The crowd didn’t leave empty-handed. Mexico found spaces in and around a short-handed Red Stars defense to score five total goals, including a number of strikes from distance complemented by quality footwork in the penalty area. Ordoñez and Maria Sanchez led the charge, each scoring against Chicago just a week after doing the same for the Houston Dash in the NWSL.

“I felt like it was a great day for people that are football people,” said Red Stars head coach Christ Petrucelli. “It’s probably the first time we’ve ever been booed in our own stadium. But it’s OK, it was part of the fun.”

After a number of years when Mexican talent fell outside the NWSL talent pipeline, the door to more overlap between the U.S. and Mexico is appearing to open. Sanchez, Ordoñez, Katie Johnson and Scarlett Camberos are the highest-profile Mexican-American players to rise through the NCAA system and eventually find their way to the NWSL, while American talent is increasingly finding a home in Liga MX Femenil. Most notably, UCLA product and USWNT prospect Mia Fishel is on a goal-scoring tear for Tigres Femenil.

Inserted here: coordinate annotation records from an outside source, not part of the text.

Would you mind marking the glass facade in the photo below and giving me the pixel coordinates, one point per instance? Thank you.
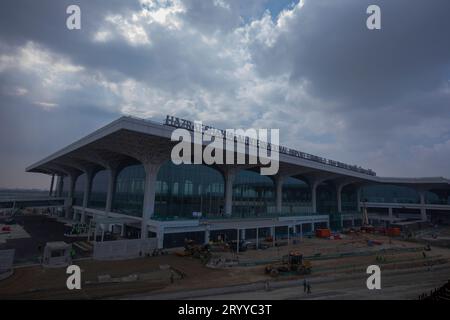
(97, 199)
(78, 194)
(296, 196)
(253, 194)
(326, 198)
(389, 194)
(438, 197)
(129, 195)
(192, 191)
(189, 190)
(349, 198)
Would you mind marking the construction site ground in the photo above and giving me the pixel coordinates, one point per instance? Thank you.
(333, 259)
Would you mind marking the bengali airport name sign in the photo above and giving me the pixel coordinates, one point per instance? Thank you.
(194, 126)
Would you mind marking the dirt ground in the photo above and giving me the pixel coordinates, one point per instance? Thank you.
(36, 282)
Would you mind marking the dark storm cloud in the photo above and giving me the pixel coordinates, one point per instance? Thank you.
(375, 98)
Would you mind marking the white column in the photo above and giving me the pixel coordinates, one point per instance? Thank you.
(257, 238)
(279, 193)
(159, 237)
(229, 179)
(423, 211)
(314, 186)
(50, 192)
(243, 234)
(358, 199)
(339, 197)
(289, 238)
(207, 236)
(59, 187)
(111, 189)
(69, 200)
(237, 240)
(151, 172)
(87, 193)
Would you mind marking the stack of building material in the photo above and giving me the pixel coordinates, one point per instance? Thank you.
(323, 233)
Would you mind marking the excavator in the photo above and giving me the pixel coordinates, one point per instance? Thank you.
(293, 262)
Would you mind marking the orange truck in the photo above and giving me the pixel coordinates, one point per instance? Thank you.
(323, 233)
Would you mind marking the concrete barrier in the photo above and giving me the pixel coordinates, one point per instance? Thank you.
(123, 249)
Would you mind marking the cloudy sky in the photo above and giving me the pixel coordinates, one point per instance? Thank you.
(379, 99)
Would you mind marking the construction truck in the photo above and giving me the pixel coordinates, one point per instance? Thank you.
(191, 248)
(293, 263)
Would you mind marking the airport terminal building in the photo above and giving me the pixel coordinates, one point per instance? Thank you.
(123, 174)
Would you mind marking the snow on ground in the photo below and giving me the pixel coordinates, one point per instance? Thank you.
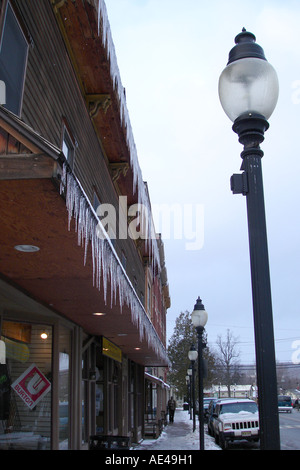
(179, 436)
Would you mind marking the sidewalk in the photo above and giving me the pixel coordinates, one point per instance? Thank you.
(179, 436)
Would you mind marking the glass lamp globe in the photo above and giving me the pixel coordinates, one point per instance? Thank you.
(248, 84)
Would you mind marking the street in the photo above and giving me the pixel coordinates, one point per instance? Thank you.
(290, 430)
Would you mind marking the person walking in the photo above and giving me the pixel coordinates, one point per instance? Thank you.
(171, 409)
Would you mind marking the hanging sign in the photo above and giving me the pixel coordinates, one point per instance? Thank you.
(31, 386)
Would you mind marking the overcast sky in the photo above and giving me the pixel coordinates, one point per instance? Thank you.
(170, 55)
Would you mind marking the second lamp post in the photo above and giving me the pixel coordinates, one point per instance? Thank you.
(199, 319)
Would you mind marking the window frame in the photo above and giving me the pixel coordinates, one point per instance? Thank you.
(7, 4)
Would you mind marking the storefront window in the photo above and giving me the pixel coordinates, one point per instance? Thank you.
(64, 386)
(25, 386)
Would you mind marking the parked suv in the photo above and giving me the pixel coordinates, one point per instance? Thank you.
(235, 419)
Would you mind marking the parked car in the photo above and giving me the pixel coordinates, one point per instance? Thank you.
(210, 415)
(235, 419)
(285, 403)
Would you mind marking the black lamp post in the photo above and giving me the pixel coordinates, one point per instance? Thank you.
(248, 90)
(199, 319)
(190, 373)
(193, 354)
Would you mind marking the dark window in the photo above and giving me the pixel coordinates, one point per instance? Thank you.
(13, 59)
(68, 147)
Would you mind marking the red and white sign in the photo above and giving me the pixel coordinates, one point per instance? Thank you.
(31, 386)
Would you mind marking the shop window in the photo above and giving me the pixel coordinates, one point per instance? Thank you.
(25, 407)
(68, 146)
(64, 386)
(13, 60)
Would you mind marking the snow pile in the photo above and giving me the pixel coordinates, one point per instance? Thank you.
(179, 436)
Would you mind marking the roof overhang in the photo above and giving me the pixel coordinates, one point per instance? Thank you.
(35, 210)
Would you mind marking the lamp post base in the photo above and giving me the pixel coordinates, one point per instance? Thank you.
(251, 134)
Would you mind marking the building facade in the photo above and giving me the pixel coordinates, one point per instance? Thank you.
(83, 285)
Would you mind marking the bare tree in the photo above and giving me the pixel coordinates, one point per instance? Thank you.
(227, 356)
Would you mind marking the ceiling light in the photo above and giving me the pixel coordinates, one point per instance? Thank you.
(27, 248)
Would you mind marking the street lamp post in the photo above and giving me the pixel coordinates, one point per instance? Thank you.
(193, 354)
(199, 319)
(248, 90)
(190, 374)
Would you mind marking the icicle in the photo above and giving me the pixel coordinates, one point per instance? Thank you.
(106, 264)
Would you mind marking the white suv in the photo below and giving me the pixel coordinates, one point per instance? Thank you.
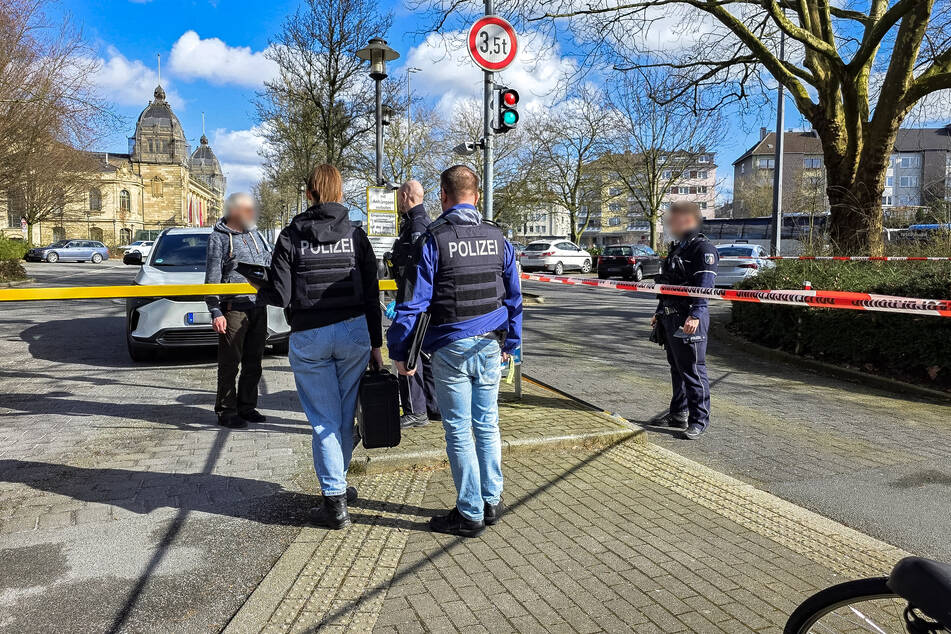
(153, 324)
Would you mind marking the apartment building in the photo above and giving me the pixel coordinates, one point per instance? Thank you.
(617, 215)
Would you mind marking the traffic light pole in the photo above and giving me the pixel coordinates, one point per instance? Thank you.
(487, 136)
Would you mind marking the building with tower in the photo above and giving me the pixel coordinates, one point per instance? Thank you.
(158, 183)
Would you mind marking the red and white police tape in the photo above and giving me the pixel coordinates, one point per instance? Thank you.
(843, 258)
(817, 299)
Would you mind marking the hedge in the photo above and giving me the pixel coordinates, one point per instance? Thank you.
(907, 347)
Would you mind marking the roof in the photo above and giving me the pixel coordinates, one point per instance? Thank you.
(924, 139)
(804, 142)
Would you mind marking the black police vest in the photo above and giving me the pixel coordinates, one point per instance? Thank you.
(327, 275)
(469, 275)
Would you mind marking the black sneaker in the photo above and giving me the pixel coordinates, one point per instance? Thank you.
(231, 421)
(493, 513)
(453, 523)
(671, 419)
(408, 421)
(692, 432)
(253, 416)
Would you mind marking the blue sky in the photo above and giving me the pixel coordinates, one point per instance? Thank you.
(212, 61)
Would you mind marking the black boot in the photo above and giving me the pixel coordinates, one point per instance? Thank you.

“I think there should be more Mexican players in our league,” Wright said after the game. “I mean, watching this game right there, it shows that they can keep up and that they bring a lot of different talent that we don’t have here in this league. And I think our league could thrive having a little bit more of their technical ability.”

Red Stars midfielder Jill Aguilera, who plays for the Puerto Rico national team, agrees that more opportunities for cross-competition are only good for the region. Saturday’s game was a quick turnaround for Aguilera, as Puerto Rico will play their own version of a club friendly against Liga MX Femenil side Tijuana in California early this week.

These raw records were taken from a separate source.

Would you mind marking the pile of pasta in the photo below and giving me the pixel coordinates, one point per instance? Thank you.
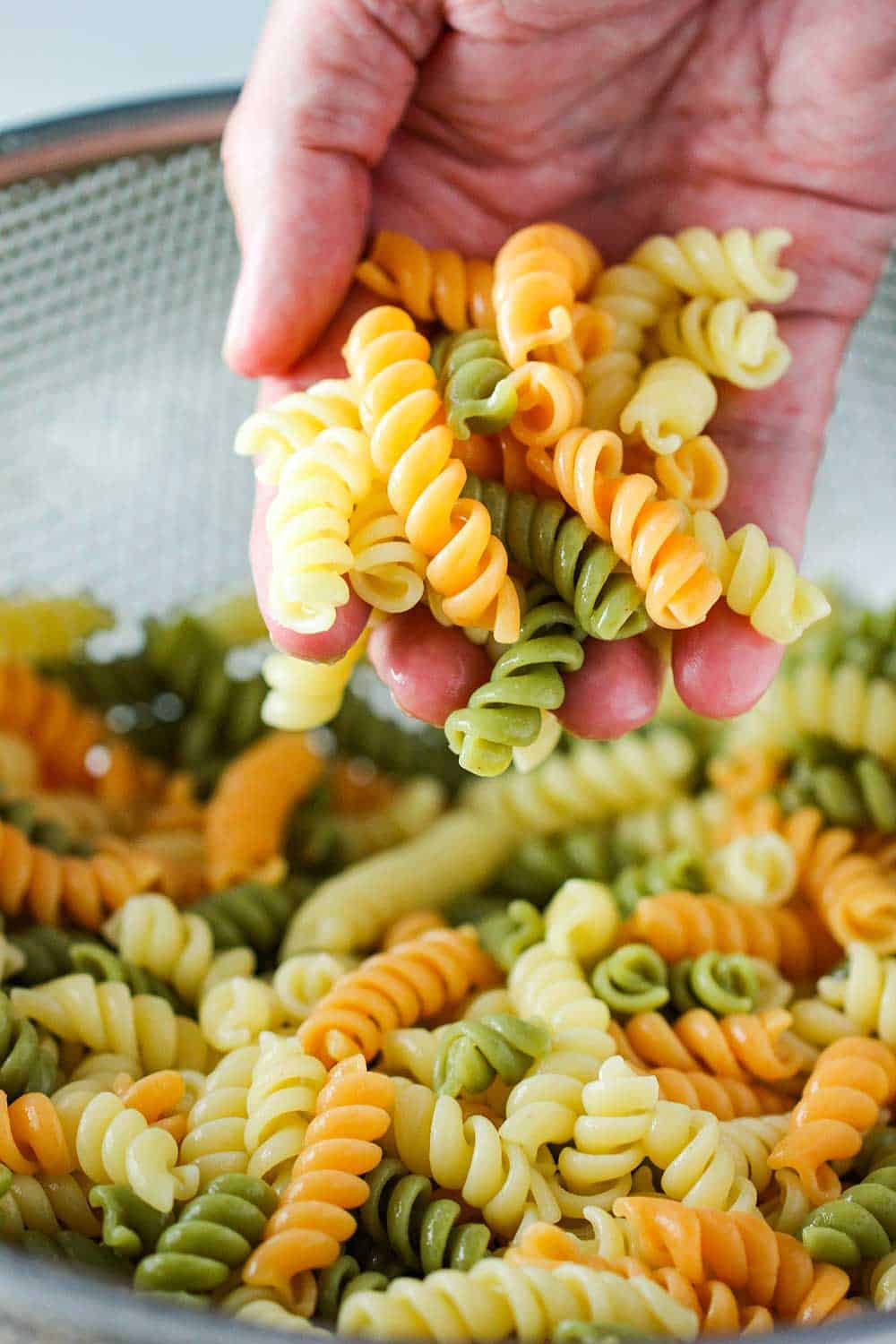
(317, 1031)
(522, 445)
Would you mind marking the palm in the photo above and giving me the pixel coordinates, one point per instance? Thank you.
(634, 118)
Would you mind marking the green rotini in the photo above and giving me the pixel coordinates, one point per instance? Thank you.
(505, 711)
(402, 1214)
(473, 1054)
(721, 983)
(478, 395)
(214, 1234)
(632, 978)
(554, 543)
(861, 1226)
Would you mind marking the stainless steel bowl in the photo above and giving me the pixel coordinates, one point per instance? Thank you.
(117, 260)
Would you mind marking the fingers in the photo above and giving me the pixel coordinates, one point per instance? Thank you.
(328, 85)
(349, 618)
(772, 444)
(430, 669)
(616, 688)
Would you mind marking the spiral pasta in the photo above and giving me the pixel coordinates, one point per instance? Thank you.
(279, 432)
(340, 1148)
(505, 711)
(392, 989)
(726, 340)
(731, 265)
(498, 1301)
(557, 546)
(411, 451)
(759, 581)
(852, 1080)
(538, 271)
(403, 1214)
(435, 284)
(766, 1268)
(678, 925)
(177, 946)
(308, 527)
(667, 564)
(108, 1016)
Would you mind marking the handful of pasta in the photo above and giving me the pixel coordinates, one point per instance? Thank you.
(524, 445)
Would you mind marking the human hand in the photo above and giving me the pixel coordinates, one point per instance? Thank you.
(458, 123)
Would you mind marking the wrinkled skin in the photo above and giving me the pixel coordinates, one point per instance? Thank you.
(461, 121)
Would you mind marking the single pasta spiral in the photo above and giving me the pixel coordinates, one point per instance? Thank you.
(766, 1268)
(497, 1301)
(538, 271)
(678, 925)
(279, 1105)
(726, 340)
(108, 1016)
(387, 572)
(116, 1144)
(673, 403)
(303, 694)
(340, 1148)
(646, 534)
(394, 989)
(732, 265)
(411, 451)
(852, 1080)
(759, 581)
(432, 284)
(308, 526)
(150, 932)
(276, 433)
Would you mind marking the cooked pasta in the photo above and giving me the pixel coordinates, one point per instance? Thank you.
(432, 284)
(667, 564)
(411, 451)
(726, 339)
(759, 581)
(279, 432)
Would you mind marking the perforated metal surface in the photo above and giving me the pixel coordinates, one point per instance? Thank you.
(117, 414)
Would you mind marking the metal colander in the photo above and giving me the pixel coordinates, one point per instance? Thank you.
(117, 263)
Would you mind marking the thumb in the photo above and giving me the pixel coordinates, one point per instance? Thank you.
(328, 85)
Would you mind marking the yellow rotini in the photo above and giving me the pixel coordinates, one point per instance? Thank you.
(673, 403)
(274, 435)
(759, 581)
(151, 932)
(729, 265)
(387, 572)
(108, 1016)
(308, 527)
(726, 339)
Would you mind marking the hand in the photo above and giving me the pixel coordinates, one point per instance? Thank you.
(461, 121)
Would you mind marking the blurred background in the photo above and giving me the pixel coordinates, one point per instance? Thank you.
(116, 411)
(65, 56)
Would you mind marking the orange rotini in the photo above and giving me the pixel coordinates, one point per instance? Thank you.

“I played Mexico a year ago, somewhat close to today,” she said. “So I was definitely used to the crowd, I knew that it would feel somewhat like an away game. I expected that.”

While the Red Stars did their best to quiet the Mexico crowd, most emphatically with Julia Bianchi’s Olimpico goal off a corner kick, they were also open about their desire to see many of the fans return, perhaps sporting their club colors next time around. The Red Stars’ home outside of Chicago’s city limits has long been a topic of conversation, as the team attempts to connect with the vibrant community northeast of the quiet suburb where they play.

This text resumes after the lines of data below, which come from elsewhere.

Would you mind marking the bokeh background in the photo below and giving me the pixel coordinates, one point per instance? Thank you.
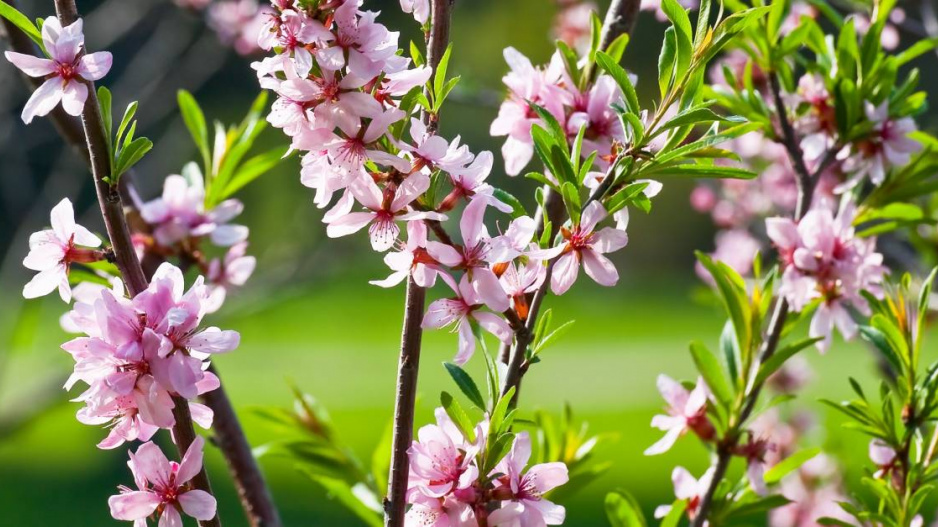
(308, 315)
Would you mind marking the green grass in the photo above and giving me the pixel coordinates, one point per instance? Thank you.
(338, 340)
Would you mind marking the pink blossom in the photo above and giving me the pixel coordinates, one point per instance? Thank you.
(825, 260)
(66, 68)
(519, 281)
(52, 251)
(412, 258)
(522, 492)
(442, 459)
(687, 411)
(594, 111)
(224, 274)
(180, 213)
(526, 85)
(888, 146)
(582, 244)
(420, 9)
(162, 486)
(463, 312)
(384, 209)
(686, 487)
(472, 256)
(439, 512)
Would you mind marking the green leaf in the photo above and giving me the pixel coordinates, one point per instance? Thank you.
(710, 370)
(107, 117)
(130, 155)
(252, 169)
(571, 199)
(458, 415)
(618, 74)
(517, 209)
(344, 494)
(781, 357)
(789, 465)
(466, 384)
(701, 171)
(683, 35)
(22, 22)
(623, 510)
(195, 121)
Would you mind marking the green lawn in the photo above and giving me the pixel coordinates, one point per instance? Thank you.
(345, 352)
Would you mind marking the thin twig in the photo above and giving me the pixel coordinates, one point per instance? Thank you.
(806, 182)
(620, 18)
(396, 503)
(112, 210)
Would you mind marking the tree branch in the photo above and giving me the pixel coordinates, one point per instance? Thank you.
(112, 210)
(395, 504)
(620, 19)
(229, 436)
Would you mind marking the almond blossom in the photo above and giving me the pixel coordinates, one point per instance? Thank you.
(825, 260)
(687, 411)
(686, 487)
(463, 312)
(582, 244)
(385, 209)
(472, 257)
(180, 213)
(162, 487)
(889, 145)
(52, 251)
(441, 459)
(66, 69)
(522, 491)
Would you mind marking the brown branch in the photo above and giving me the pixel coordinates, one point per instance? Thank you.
(229, 436)
(620, 19)
(112, 211)
(395, 503)
(806, 182)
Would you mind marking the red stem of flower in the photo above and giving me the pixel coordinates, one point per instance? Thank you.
(395, 504)
(620, 18)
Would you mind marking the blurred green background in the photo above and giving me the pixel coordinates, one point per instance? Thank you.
(308, 315)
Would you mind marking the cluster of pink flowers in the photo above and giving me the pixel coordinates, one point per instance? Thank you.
(140, 356)
(552, 88)
(824, 260)
(66, 69)
(178, 222)
(140, 353)
(447, 489)
(339, 83)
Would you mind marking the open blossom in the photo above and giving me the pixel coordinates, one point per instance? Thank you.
(442, 460)
(888, 146)
(522, 492)
(412, 258)
(472, 257)
(686, 487)
(180, 213)
(463, 312)
(140, 352)
(52, 251)
(687, 411)
(162, 487)
(385, 208)
(526, 85)
(66, 69)
(825, 260)
(582, 244)
(224, 274)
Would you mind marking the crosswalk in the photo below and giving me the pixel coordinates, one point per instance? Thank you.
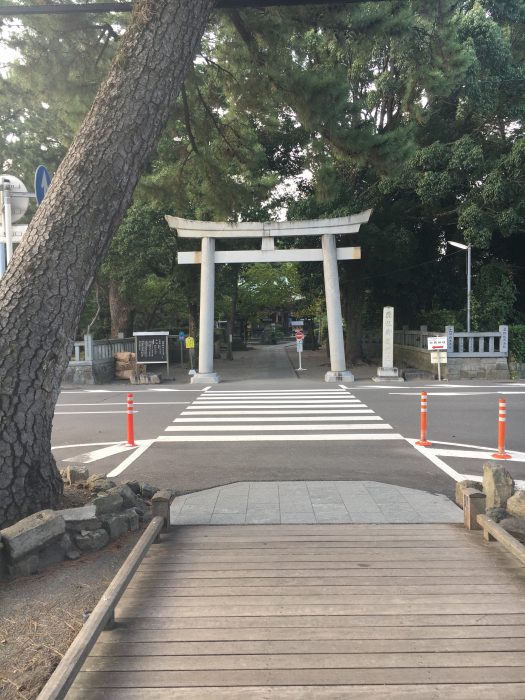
(278, 415)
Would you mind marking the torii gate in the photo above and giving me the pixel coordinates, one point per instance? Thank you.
(329, 254)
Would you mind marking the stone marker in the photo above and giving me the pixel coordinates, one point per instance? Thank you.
(388, 372)
(32, 533)
(498, 485)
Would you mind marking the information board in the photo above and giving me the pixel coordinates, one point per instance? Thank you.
(151, 347)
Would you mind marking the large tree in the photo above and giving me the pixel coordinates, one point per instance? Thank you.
(46, 285)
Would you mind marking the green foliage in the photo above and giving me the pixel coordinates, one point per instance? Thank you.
(493, 297)
(517, 343)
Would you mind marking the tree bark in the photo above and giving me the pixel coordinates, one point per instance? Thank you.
(121, 311)
(44, 289)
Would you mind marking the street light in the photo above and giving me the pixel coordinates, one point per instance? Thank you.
(468, 248)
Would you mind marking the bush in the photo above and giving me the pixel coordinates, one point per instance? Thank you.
(517, 343)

“I think that we struggle a bit, everyone knows, to get fans out here to SeatGeek. So we were really excited to have them come in and have our players really experience that atmosphere that Mexico can bring,” said Wright.

“Overall, we’re just grateful to have as many people as we did out here, and the more we can get fans like this to our regular season games, the better for everyone,” echoed Aguilera.

Wright believes the way to draw crowds back is to continue being active with outreach, and the scheduling of international friendlies is an easy way to make the Red Stars a relevant part of the footballing conversation in the greater Chicagoland community.

“Chicago is a melting pot. It’s so diverse, it has so many different cultures,” she says. “So can we get more games against other countries? That’s how you get more fans is more visibility, and reaching different countries and different fan bases.”

Despite the result, the Red Stars relished the opportunity to be a part of the global game, and Wright is eager for more opportunities.

“The players are gonna be happy to do it,” she said. “Ask us to go to Mexico, twist our arm, we’ll be there.”